In total 1112 first elective adult LT from DCD donors between January 1, 2001, and August 31, 2015 met inclusion criteria. The numbers of transplants from DCD donors have consistently increased over the years with almost doubling of numbers from 2006 (28) to 2007 (52), then 100 in 2010, and by the end of 2014, 167 DCD donor liver transplants were performed (Figure S1, SDC,http://links.lww.com/TP/B652).

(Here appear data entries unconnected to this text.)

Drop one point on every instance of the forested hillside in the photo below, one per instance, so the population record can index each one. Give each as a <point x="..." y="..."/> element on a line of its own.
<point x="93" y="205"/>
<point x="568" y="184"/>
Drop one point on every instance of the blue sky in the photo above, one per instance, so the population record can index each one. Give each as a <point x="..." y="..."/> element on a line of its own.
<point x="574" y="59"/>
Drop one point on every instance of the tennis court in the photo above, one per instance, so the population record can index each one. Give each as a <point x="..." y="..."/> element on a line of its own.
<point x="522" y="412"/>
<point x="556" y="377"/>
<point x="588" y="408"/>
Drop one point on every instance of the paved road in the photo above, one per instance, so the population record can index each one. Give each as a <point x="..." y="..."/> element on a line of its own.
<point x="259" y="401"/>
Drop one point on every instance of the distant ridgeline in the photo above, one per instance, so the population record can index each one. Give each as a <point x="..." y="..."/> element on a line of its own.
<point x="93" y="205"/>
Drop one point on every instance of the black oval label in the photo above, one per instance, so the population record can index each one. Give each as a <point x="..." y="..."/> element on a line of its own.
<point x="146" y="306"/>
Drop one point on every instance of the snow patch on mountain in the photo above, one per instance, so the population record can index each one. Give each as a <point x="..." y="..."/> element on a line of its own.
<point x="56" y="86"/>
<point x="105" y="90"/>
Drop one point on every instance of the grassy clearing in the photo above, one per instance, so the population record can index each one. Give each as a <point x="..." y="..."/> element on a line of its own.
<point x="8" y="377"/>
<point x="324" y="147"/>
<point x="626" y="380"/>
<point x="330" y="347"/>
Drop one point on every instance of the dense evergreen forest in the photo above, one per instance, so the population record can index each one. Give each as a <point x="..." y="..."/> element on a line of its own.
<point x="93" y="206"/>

Donor, Recipient, and Operative Characteristics
In the study cohort, the mean age, male sex, and BMI of donors was 44.7 years (SD, 16), 667 (61%), and 25 (SD 4.7), respectively. The cause of death was trauma 173 (16%), stroke 568 (51%), anoxia 266 (24%), and other 105 (9.4%). In 889 of 1112 cases in which the organ appearance was recorded, the organ was categorized as “healthy” in 573 (64%) and “suboptimal” in 316 (36%). The donor liver was reported to have conventional arterial anatomy in 774 (70%) of 1108 cases and to have variable degrees of steatosis (mild-moderate) in 35%. In 1038 (93%) cases, there was multiple organ procurement, and the most common organs to be taken with the liver were kidney (93%), pancreas (39%), and lung (11%). The majority (>98%) of liver procurement used UW preservation solution with aortic and portal perfusion. Donor operative details are shown in Table 1 and recipient details in Supplementary Table A.
Impact of the UK NORS
In April 2010, a NORS was established in the United Kingdom, and the cohort was divided into periods before and after April 2010. Differences in retrieval practice in the 2 periods are shown in Supplementary Table B. Specifically, the donor and recipient age, use of “suboptimal” livers, steatosis, and the number of pancreas procured at the same time have all increased. The asystole to liver in ice box time, HT and time taken to put the liver into ice box from liver being declared out of body, incidence of capsular damage, and livers subjected to longer CIT have all increased since 2010. However, there has been no statistical difference in long-term survival outcomes between the 2 periods (data not shown).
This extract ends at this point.